Short Name: GEMINI 1
Status: Ongoing (closed for enrolment)

SAR442168 is a study drug under development for the treatment of MS. SAR442168 is being studied to determine if it will improve physical functioning in subjects with relapsing forms of MS who have disability.

Short Name: OLERO
Status: Enrolling (only participants enrolled in previous trial)

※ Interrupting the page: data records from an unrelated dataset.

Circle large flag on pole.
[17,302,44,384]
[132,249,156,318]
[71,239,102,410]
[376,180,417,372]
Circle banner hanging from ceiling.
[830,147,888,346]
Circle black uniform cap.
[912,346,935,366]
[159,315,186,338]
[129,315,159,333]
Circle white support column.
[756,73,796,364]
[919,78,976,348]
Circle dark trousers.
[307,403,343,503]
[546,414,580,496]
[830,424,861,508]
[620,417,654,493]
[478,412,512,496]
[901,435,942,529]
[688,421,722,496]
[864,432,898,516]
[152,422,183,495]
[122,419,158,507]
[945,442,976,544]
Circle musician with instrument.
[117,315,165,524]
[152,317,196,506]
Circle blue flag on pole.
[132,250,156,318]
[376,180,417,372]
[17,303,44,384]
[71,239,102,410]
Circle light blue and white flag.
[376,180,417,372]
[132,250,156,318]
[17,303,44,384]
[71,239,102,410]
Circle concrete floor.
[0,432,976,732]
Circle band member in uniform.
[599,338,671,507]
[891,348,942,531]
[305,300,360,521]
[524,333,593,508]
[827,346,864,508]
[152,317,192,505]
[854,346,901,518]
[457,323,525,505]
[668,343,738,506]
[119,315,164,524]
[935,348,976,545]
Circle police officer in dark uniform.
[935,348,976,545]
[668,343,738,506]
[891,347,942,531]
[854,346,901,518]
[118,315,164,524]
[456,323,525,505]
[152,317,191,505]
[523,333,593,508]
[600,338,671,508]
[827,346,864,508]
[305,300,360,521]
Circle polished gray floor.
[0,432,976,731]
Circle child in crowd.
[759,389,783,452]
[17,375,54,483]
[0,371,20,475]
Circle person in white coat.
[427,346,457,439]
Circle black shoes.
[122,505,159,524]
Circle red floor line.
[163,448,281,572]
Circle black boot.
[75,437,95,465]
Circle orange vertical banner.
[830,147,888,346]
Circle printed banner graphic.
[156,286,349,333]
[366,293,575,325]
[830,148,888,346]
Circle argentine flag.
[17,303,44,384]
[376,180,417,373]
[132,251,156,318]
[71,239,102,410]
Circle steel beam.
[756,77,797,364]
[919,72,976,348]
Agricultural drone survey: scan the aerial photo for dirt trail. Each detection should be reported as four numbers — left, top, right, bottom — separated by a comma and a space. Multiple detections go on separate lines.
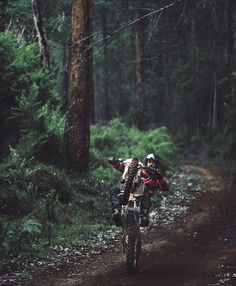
32, 165, 236, 286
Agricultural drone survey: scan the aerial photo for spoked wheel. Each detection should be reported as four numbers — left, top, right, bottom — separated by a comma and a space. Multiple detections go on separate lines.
125, 235, 141, 273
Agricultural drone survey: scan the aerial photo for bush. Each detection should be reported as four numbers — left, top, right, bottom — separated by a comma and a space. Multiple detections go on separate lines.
91, 119, 177, 169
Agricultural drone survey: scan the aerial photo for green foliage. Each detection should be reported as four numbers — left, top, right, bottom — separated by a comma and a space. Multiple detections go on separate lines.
91, 119, 177, 168
0, 217, 42, 258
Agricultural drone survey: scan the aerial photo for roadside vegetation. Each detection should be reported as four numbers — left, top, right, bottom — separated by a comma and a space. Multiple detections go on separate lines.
0, 33, 176, 259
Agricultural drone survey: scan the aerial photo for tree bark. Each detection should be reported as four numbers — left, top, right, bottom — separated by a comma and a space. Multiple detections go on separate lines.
102, 9, 109, 122
0, 0, 8, 32
66, 0, 91, 173
32, 0, 50, 71
134, 0, 147, 128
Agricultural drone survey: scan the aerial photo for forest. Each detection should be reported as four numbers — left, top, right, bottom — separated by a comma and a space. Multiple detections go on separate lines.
0, 0, 236, 270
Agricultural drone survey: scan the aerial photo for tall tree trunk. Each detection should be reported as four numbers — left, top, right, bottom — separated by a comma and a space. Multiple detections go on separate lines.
89, 0, 96, 124
134, 0, 147, 128
102, 8, 109, 122
0, 0, 8, 32
32, 0, 50, 71
66, 0, 91, 172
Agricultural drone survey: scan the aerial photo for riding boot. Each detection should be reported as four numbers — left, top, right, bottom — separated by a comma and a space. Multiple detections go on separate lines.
110, 188, 122, 226
140, 209, 149, 227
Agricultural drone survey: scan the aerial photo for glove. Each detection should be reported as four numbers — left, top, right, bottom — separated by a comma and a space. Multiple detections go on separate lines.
145, 167, 162, 180
107, 157, 119, 165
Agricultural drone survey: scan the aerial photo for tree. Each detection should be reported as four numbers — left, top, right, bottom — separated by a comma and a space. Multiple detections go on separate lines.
66, 0, 91, 172
32, 0, 50, 71
0, 0, 8, 32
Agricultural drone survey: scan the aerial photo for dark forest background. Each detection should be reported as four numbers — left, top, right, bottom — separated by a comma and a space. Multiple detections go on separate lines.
0, 0, 236, 257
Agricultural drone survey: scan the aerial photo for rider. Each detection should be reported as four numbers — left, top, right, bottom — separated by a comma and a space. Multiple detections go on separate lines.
108, 153, 168, 226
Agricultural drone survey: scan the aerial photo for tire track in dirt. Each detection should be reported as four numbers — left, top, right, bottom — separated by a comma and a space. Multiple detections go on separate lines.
32, 165, 236, 286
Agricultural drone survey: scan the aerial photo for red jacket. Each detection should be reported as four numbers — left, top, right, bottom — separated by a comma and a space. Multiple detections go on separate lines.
112, 161, 169, 195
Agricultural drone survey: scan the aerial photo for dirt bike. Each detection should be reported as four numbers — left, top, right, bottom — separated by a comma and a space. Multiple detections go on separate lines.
120, 158, 144, 273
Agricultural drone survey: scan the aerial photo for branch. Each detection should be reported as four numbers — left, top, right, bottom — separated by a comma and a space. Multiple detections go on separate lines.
70, 0, 185, 48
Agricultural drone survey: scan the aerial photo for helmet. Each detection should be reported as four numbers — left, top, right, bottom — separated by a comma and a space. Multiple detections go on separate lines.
144, 153, 160, 167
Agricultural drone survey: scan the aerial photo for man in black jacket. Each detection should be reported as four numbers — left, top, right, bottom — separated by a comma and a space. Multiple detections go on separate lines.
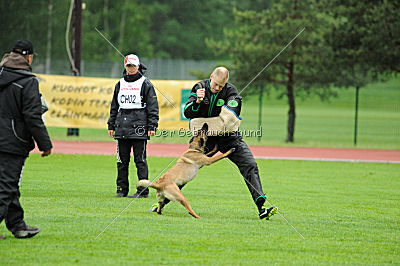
108, 54, 158, 198
0, 40, 52, 238
152, 67, 277, 220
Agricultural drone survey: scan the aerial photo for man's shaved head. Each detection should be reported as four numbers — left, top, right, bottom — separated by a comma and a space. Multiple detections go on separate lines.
211, 67, 229, 85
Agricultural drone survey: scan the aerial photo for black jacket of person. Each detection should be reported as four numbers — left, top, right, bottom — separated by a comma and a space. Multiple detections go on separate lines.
0, 52, 52, 156
108, 71, 159, 139
184, 79, 242, 119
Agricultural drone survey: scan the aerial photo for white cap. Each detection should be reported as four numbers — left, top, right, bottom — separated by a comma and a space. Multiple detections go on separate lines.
124, 54, 140, 66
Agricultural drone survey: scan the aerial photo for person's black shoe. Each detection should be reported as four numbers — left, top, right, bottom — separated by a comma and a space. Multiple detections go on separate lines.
128, 192, 149, 199
13, 225, 40, 238
255, 196, 266, 213
258, 206, 278, 220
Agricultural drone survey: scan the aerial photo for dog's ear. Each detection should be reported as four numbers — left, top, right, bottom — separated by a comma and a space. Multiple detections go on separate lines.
199, 138, 204, 147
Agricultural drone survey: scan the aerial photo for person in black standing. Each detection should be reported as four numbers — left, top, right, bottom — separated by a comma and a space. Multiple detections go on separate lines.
108, 54, 158, 198
152, 67, 277, 220
0, 40, 53, 238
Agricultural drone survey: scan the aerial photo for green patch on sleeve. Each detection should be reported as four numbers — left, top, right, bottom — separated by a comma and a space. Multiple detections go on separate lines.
217, 99, 225, 106
228, 100, 239, 107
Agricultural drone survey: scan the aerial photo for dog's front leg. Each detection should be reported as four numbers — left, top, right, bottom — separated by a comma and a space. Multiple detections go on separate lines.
206, 144, 218, 156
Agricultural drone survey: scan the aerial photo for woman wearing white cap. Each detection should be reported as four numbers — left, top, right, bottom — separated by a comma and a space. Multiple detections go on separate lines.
108, 54, 158, 198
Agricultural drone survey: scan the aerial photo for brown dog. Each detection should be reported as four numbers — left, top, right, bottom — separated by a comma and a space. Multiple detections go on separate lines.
137, 123, 235, 218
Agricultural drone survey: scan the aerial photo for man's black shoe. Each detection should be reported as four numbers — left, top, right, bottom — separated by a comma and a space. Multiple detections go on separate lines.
13, 225, 40, 238
258, 206, 278, 220
128, 192, 149, 199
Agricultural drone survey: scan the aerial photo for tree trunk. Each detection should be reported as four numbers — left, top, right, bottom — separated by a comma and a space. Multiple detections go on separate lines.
286, 60, 296, 142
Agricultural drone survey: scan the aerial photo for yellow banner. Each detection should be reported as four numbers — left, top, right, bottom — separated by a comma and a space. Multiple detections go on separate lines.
37, 74, 197, 130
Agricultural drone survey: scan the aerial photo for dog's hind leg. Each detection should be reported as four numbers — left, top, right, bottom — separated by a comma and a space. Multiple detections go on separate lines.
164, 184, 200, 218
156, 191, 165, 214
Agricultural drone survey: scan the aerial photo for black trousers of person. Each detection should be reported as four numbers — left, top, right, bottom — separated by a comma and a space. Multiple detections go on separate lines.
117, 139, 149, 195
0, 152, 26, 232
162, 136, 265, 209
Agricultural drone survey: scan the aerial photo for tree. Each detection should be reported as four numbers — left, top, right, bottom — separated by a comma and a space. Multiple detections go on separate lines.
324, 0, 400, 84
207, 0, 335, 142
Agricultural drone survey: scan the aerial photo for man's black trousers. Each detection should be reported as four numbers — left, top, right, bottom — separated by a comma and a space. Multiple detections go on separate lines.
117, 139, 149, 195
0, 152, 26, 232
162, 136, 265, 208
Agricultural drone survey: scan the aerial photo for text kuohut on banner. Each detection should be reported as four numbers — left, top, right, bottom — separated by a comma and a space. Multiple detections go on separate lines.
37, 74, 196, 130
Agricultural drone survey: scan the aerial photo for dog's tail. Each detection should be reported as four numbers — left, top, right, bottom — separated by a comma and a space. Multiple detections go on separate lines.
136, 179, 159, 189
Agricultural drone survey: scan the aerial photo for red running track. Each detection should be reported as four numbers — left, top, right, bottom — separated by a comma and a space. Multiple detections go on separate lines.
34, 141, 400, 163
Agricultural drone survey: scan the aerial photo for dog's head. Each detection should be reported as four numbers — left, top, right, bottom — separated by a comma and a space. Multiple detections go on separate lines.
189, 123, 208, 152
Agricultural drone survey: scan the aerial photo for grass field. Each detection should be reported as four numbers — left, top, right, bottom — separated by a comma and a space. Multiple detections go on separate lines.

This study aims to continue to collect longer-term information on the safety and effectiveness of treatment with ocrelizumab in subjects with either RMS or PPMS. Participants enrolled in this trial have taken part in previous Parent ocrelizumab studies.

Short Name: CanProCo
Status: Ongoing (closed for enrolment)

This is an observational study designed to better understand the factors that contribute to MS disease progression. It uses tools from different fields such as epidemiology (i.e. number of patients and distribution of diseases), medical imaging (MRI), and immunology (blood). This study will use methods from different scientific areas to evaluate a large group (i.e. cohort) of Canadians living with RRMS, PPMS and RIS over a 5-year period.

Short Name: Sakura Moon
Status: Ongoing (closed for enrolment)

The purpose of this study is to collect more data on the long-term safety and efficacy of satralizumab and to continue providing participants with satralizumab treatment after completion of participation in a previous satralizumab study. Satralizumab has been approved by as a monotherapy or in combination with background immunosuppressive therapy (IST) for the treatment of NMOSD in adult and adolescent patients who are aquaporin-4 (AQP4) antibody seropositive by Health Canada.

Short Name: BTK LTS
Status: Ongoing (closed for enrolment)

The purpose of the study is to determine the long-term safety and tolerability of SAR442168 in participants with relapsing multiple sclerosis (RMS). A secondary purpose is to determine the action of SAR442168 on disease activity by monitoring the lesions in the brain with Magnetic Resonance Imaging (MRI) and evaluating the number of relapses and disability status.

Short Name: Liberto
Status: Ongoing (closed for enrolment)

The purpose of this study is to continue providing treatment with ocrelizumab (a type of drug called a monoclonal antibody) to participants after completion of a previous ocrelizumab clinical trial to see the long-term safety and effectiveness of this drug. Monoclonal antibodies act like your body’s immune system and attach to certain cells to attack germs and other illnesses in your body. Ocrelizumab attaches to certain types of white blood cells (B cells) that are thought to play a role in MS.